In der Regel ist es so, dass man, hat man das letzte Wort eines Romans gelesen, denkt: Aha! So ist das also. Der Kreis hat sich geschlossen, die Spannung ist aufgelöst, alles Ungewisse wird klar. Lilith ist anders. Ganz anders. Wer es mit großem Ernst liest, wird es verstörend finden, dass ein wirkliches Aha sich nicht einstellt.

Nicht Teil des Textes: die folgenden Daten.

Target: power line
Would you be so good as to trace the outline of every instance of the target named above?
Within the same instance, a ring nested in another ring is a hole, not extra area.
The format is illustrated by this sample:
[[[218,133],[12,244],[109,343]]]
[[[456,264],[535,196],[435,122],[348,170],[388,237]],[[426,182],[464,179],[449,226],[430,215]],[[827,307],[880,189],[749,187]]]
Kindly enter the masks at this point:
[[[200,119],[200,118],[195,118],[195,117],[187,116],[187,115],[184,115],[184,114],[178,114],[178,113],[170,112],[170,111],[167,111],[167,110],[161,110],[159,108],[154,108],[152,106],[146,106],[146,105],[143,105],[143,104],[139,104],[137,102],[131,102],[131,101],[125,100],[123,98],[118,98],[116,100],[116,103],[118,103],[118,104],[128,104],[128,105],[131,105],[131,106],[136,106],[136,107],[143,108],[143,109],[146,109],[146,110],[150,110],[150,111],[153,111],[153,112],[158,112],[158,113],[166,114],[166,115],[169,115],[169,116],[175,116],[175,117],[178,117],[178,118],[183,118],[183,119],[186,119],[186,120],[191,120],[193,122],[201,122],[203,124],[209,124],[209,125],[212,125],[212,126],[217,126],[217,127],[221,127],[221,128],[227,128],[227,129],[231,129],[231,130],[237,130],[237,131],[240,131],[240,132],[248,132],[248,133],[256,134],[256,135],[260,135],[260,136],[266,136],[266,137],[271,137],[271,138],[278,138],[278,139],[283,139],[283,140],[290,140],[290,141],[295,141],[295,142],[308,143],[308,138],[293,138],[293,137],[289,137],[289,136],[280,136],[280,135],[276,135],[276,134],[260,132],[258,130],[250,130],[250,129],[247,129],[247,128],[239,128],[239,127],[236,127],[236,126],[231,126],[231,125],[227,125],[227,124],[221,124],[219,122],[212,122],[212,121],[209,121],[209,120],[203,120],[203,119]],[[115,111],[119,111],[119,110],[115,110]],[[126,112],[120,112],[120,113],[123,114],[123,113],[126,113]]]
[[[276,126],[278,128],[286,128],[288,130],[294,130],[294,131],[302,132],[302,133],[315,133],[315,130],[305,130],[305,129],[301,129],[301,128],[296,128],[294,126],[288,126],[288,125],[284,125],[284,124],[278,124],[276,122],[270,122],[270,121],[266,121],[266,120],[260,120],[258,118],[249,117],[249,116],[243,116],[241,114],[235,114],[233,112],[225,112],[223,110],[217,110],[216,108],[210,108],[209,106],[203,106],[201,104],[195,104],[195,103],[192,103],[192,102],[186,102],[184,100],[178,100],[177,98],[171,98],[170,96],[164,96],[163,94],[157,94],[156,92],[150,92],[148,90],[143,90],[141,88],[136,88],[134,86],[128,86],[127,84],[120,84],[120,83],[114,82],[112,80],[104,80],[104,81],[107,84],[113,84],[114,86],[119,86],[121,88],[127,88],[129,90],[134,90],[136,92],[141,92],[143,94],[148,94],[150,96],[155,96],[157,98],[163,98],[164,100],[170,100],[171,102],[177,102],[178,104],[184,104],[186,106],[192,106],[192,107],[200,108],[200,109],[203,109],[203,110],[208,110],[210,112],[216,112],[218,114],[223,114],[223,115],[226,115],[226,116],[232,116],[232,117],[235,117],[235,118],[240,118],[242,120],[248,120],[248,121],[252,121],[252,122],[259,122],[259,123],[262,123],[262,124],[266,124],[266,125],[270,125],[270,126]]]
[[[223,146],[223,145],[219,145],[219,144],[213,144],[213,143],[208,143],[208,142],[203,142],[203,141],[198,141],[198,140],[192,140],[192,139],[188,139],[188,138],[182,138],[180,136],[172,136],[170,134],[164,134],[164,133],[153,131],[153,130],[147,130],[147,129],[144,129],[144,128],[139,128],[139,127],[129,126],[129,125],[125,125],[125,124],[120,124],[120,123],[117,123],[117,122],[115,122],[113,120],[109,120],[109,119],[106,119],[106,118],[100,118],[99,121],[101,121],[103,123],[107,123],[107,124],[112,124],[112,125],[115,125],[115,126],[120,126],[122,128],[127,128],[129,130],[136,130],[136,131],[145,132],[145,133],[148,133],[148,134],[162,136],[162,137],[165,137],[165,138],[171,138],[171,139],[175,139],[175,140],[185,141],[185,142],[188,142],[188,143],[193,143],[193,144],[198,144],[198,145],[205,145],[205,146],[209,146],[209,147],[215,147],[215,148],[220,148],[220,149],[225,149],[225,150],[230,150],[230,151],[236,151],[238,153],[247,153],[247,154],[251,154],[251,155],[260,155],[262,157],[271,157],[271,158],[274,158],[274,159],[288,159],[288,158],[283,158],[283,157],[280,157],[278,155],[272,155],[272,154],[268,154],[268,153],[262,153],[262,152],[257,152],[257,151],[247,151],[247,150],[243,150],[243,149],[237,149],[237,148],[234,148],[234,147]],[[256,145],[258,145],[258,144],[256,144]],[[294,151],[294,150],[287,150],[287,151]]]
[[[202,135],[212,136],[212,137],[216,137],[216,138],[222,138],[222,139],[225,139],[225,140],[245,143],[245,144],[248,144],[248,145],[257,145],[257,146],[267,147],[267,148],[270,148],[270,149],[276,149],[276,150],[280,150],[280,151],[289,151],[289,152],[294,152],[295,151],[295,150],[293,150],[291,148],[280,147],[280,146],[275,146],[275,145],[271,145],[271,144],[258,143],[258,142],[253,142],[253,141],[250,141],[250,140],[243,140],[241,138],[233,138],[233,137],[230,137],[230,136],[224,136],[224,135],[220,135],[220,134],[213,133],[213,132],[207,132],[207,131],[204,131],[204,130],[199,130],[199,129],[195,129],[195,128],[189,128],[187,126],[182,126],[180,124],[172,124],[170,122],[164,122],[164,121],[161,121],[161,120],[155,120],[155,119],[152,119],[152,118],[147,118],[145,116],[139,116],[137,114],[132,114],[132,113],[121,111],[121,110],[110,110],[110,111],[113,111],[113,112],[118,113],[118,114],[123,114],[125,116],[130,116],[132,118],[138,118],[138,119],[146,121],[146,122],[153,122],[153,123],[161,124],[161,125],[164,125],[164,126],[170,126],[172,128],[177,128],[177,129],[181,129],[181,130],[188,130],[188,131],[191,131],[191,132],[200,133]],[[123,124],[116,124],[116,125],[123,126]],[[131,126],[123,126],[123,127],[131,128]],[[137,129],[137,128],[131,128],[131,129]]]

Was ist es wohl, das George MacDonald mit seiner wundervollen Sprache, seinen eindringlichen Beschreibungen und erschütternden Gefühlen schildert? Ein Traum? Eine Vision? Ein Eindringen in eine andere Dimension, für die uns die Worte fehlen? Ein Blick ins Paradies mit den Augen des Sterblichen? Oder ein Bildnis der unsichtbaren Welt, die den Menschen umgibt und durchdringt? Es bleibt offen und jeder wird etwas anderes schöpfen aus diesem Brunnen.
Lilith ist kein Fantasyroman im üblichen Sinne. Er ist nicht in eine Kategorie einzuordnen. Er ist einfach nur wunderschön und bringt zum Klingen, was schon in dem Leser vorhanden ist, verbindet sich mit seinen Träumen und Sehnsüchten und läßt ihn dann zurück wie ein Instrument, dessen Saiten noch nachklingen, ohne dass die Melodie sich festhalten läßt. Eine Kostbarkeit für den, der sich seinem Zauber öffnet.